[Python-Dev] Support of UTF-16 and UTF-32 source encodings

Sun Nov 15 10:17:49 EST 2015

I'm approaching this from the premise that we would like to avoid 
needless surprises for users not versed in text encoding. I did a simple 
experiment with notepad on Windows 7 as if a naïve user. If I write the 
one-line program:

print("Hello world.") # by Jeff

It runs, no surprise.

We may legitimately encounter Unicode in string literals and comments. 
If I write:

print("j't'kif Anaïs!") # par Hervé

and try to save it, notepad tells me this file "contains characters in 
Unicode format which will be lost if you save this as an ANSI encoded 
text file." To keep the Unicode information I should cancel and choose a 
Unicode option. In the "Save as" dialogue the default encoding is ANSI. 
The second option "Unicode" is clearly right as the warning said 
"Unicode" 3 times and I don't know what big-endian or UTF-8 mean. Good 
that worked. Closed and opened it looks exactly as I typed it.

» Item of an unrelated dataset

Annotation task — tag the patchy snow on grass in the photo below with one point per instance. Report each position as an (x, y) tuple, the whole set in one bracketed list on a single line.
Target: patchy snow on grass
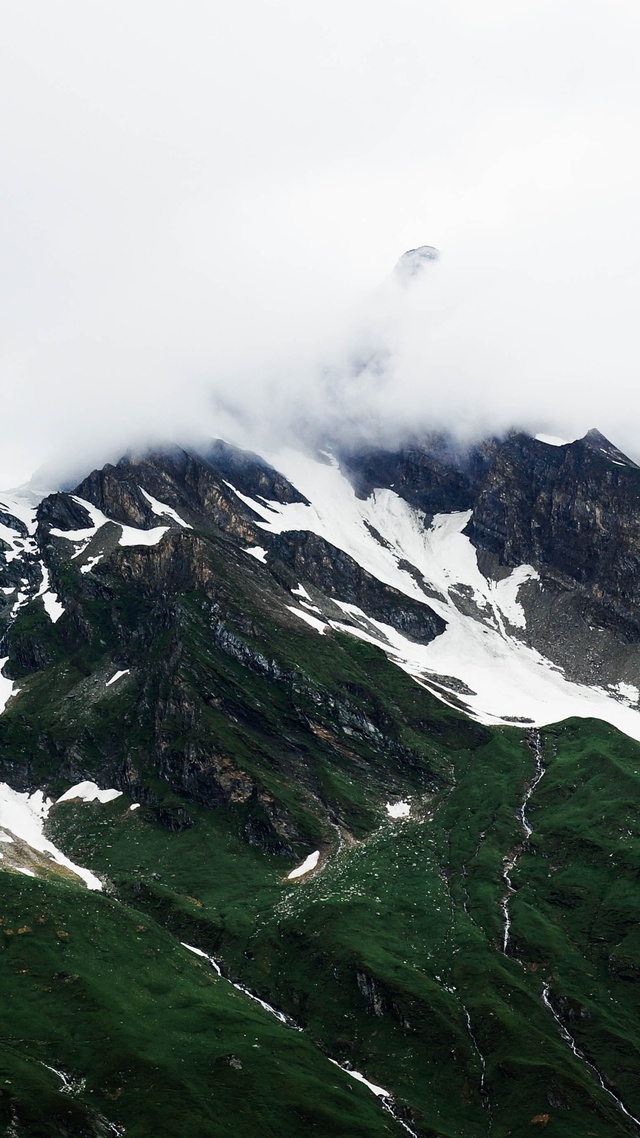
[(162, 510), (89, 792), (398, 809), (128, 534), (355, 1074), (24, 816), (306, 866), (257, 552), (320, 626), (117, 676)]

But the bytes I actually wrote on disk consist of a BOM and UTF-16-LE. 
And running it I get:
   File "bonjour.py", line 1
SyntaxError: Non-UTF-8 code starting with '\xff' in file bonjour.py on 
line 1, but no encoding declared; see 
http://python.org/dev/peps/pep-0263/ for details

If I take the hint here and save as UTF-8, then it works, including 
printing the accent. Inspection of the bytes shows it starts with a 
UTF-8 BOM.

In Jython I get the same results (choking on UTF-16), but saved as 
UTF-8, it works. I just have to make sure that's a Unicode constant if I 
want it to print correctly, as we're at 2.7. Jython has a checkered past 
with encodings, but tries to do exactly the same as CPython 2.7.x.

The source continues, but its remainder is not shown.